Time and Again Barelas

An opera of unending ardor debuts

“The Kiss, including the Atomic Foot Stompers, the Curse and the Rhythm of the City" by Santiago Perez/New Mexico Symphony Orchestra
“The Kiss, including the Atomic Foot Stompers, the Curse and the Rhythm of the City" by Santiago Perez/New Mexico Symphony Orchestra

Thursday, April 20, at the Roy Disney Center for the Performing Arts in the NHCC; Friday, April 21, and Saturday, April 22, at Popejoy Hall: It's a love story that lasts five centuries. But don't pitch it that way if you're trying to get friends to go see it with you.

Miguel del Aguila's opera Time and Again Barelas, commissioned to celebrate the city's 300th birthday, blends the fantastic with the historic, using the changing backdrop of one of Albuquerque's oldest neighborhoods.

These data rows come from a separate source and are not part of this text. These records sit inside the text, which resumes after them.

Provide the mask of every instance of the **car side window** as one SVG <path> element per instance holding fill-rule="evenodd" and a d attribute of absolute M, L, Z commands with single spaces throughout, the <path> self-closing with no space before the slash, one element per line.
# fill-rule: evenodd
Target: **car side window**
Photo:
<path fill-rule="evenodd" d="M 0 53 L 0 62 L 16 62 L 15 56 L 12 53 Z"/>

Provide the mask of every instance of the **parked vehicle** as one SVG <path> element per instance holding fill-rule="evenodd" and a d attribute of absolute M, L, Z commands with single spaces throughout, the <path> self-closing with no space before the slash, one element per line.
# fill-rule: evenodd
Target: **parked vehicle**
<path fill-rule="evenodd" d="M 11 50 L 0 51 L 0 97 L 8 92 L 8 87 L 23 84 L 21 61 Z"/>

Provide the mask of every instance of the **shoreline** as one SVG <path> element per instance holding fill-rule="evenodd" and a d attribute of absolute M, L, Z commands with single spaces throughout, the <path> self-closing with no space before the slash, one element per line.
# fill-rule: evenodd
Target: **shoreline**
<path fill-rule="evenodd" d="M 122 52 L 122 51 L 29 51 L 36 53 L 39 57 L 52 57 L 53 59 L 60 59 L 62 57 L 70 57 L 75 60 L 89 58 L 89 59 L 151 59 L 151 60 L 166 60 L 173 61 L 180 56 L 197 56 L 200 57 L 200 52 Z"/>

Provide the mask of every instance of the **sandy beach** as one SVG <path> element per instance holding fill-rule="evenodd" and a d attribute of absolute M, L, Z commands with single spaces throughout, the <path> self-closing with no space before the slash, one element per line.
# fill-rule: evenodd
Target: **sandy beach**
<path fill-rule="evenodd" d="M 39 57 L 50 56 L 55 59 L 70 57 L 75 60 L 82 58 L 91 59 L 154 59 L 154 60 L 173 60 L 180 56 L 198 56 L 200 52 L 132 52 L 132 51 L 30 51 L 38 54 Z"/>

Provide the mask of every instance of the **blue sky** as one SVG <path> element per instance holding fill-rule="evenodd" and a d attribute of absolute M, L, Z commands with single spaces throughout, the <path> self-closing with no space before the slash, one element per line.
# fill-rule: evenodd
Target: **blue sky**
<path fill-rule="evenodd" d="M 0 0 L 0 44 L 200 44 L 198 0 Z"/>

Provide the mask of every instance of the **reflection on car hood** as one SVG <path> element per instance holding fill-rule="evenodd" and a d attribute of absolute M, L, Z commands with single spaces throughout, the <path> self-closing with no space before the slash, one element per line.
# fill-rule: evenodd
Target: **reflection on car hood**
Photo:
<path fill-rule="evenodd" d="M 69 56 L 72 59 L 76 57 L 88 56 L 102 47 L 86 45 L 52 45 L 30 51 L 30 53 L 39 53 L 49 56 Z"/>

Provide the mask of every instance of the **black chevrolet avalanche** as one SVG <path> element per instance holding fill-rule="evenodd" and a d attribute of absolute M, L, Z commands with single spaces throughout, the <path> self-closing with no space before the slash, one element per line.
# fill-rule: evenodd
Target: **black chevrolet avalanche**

Hailing initially from Uruguay but more recently from California, Aguila faced the challenge of writing a piece to honor Barelas and its somewhat flexible tales of years past.

The opera begins with a real event—the murder of Don Barelas in 1680. His daughter, Marcelina, is the tale's heroine, alongside her love, Don Ignacio--who, it turns out, killed her dad.

A curse dooms them to live forever, and, according to Aguila's writing on meetthecomposer.org, the neighborhood's tumultuous history becomes a part of Marcelina and Ignacio's relationship as it moves over 300 years of past and 200 years into the future. Aguila was not interested in writing an “incidental” work when the New Mexico Symphony Orchestra called him in 2004. Instead, he felt the seeds of a dramatic work with wider appeal forming. That is, perhaps, what the 500-year love tale sprouted from.

Aguila promises Latin music in a general sense, not specific to any time period or area. “I set out to compose Latin music that is not just colorful, rhythmic, sensuous or happy,” he writes, “but music that portrays the entire scope of human emotions from one extreme to the other.”